Just to prove how open I am, I’ve chosen an analogy to the Boston Red Sox (gulp) as our comment of the week.

There were plenty of great choices this week, as the site really bubbled with some great commentary on issues such as public libraries and Erie’s mindset.

But I’m singling out a comment from Michael because it illustrates rather colorfully an issue I’ve been pushing quite a bit lately. Here it is:

Erie is like the Red Sox. The Red Sox kept failing to win the World Series for 86 years, and the fans seemed to almost revel in their losing. I think the population of Erie is similar. They’ve accepted the “same old” that happens, almost expecting it, and gripe about it constantly.
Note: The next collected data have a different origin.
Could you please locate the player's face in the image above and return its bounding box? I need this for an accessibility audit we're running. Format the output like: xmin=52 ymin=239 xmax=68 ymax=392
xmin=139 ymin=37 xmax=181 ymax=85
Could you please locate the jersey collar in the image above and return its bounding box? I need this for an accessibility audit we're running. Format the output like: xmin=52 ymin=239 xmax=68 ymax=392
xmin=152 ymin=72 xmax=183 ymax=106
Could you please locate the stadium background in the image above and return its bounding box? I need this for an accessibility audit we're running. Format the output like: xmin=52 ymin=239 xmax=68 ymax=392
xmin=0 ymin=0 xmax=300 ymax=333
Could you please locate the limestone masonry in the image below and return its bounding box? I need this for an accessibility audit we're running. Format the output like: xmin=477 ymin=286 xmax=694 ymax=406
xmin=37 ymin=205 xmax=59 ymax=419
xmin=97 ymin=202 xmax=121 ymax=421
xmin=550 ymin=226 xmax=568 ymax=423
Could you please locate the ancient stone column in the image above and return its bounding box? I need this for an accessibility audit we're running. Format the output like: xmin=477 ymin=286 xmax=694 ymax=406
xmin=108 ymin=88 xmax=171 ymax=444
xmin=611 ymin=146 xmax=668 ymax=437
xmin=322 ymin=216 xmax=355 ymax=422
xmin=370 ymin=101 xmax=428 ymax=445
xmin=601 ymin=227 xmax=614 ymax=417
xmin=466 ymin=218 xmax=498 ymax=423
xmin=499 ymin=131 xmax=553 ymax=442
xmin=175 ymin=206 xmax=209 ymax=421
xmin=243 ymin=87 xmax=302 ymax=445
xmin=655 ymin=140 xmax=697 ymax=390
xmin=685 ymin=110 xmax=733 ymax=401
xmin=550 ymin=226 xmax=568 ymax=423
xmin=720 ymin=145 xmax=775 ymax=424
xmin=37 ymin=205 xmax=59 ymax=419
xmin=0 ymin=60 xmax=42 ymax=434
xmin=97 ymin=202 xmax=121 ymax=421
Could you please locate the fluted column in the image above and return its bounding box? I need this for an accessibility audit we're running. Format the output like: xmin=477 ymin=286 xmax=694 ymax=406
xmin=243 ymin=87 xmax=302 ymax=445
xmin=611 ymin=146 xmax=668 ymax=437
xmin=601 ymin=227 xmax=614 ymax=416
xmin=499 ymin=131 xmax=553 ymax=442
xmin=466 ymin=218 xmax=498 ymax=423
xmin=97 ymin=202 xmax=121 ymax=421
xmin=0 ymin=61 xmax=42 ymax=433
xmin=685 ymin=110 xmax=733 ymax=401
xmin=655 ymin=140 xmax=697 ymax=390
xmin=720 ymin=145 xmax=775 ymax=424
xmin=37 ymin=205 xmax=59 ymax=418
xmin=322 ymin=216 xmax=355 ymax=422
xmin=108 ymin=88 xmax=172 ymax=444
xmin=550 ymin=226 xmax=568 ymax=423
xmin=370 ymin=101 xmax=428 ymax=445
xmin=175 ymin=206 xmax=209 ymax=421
And as the other posters said, the local government is part of this. The Red Sox for years used the same formula of having a offensive fixture in left field (See Williams, Yaz, Rice, Manny) around a good lineup and then skimping on speed, defense, or relief pitching- this was the Red Sox for years. They were even the last team to have a black player — they stuck to their old ways and lost for most of the 50’s and 60’s rather than embrace the change that every other team in the league had,

The Red Sox finally realized a few years ago that maybe they should embrace the things they needed, an abandon the way they ran their franchise for years. They brought in Theo Epstein, a twenty-something who had been a Yale law student, as their GM. They brought in statistics guru Bill James. They put more of a focus on defense and speed. It has paid off with two World Series Championships. They spent all that time focusing on the big bad Yankees, but the Yankees never held them back. They did. They never changed and seemingly expected to lose in the end, and that’s what always happened for 86 years.

Erie has the same problem as the old Red Sox. Leaders that all seem to be cut from the same mold. The same ideas. The public accepting the same ideas. Not embracing the changing times. The bad attitude filtering everywhere.

Erie can change, but the “old ways” need to be abandoned and change needs to be embraced- change in our leaders and change in our attitude.

Einstein once said, “The definition of insanity is doing the same thing over and over again and expecting different results.”